Before the end of 2008, at least 30% of all algorithmic order flow will be sent through customised algorithms, up from 18% today, finds a TABB Group research note. As brokers continue to offer customisation services and modularised solutions to a broader range of clients, buy-side traders are gaining more control over the management of different electronic trading components.

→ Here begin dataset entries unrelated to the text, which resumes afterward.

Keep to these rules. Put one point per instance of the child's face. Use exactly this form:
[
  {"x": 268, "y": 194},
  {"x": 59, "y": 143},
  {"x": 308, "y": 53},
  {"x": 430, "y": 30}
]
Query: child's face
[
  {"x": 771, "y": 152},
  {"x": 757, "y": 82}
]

According to Adam Sussman, senior research analyst at TABB Group and author of the research note, entitled, 'The Modular Algorithm: The Growing Choice in Buy-side Execution Strategies,' the buy-side's use of 'canned' algorithms, pegged at 58% in 2005, will account for less than half of all algo flow by 2008 because "the current usage of various algorithms and DMA tools is not the ideal state for the buy side, but rather the optimal selection based on its current options." For algorithm providers, customisation can be a way of both re-engaging buy-side clients on a personal level - to make up for the replacement of the telephone with FIX and the tightening up of corporate entertainment rules - and differentiating their brands on what is becoming an increasingly crowded shelf of products.
"This is a buy-side issue because what traders really want," Sussman adds, "is a tool that allows them to control an order using a wide range of variables, and which permits them to map the portfolio manager's objectives into an executive strategy. This means an algorithm with a true sense of purpose. Instead of merely wanting all the data they look at to be incorporated into an algorithm, they want the algorithm to look and react to the data in a specific way."
Another result of the growing choices among buy-side execution strategies is a steep decline in the amount hedge funds are willing to spend building execution-only algorithms. "The bare minimum today to build an algorithmic infrastructure," says Sussman, "is $1.3 million with recurring annual costs of $900,000, with personnel costs accounting for nearly half of that cost." In 2005, he adds, hedge funds had little choice but to build their own algorithms. However, with the advent of customisation services and modular technologies, proprietary algorithmic usage will decline from 88% of all hedge fund algorithmic flow to 67% by 2008, predicts Sussman.
Some quantitative hedge funds have chosen to split scheduling and routing responsibilities, with the scheduling component kept in-house, because the decision of when to route is dependent upon proprietary data such as the expected alpha among a list of stocks. "These funds are outsourcing routing decisions to their brokers. The latest generation of algorithms automates this functionality through the use of a 'would' option that trades according to a participation strategy but would simultaneously hunt for additional liquidity among dark pools," explains Sussman.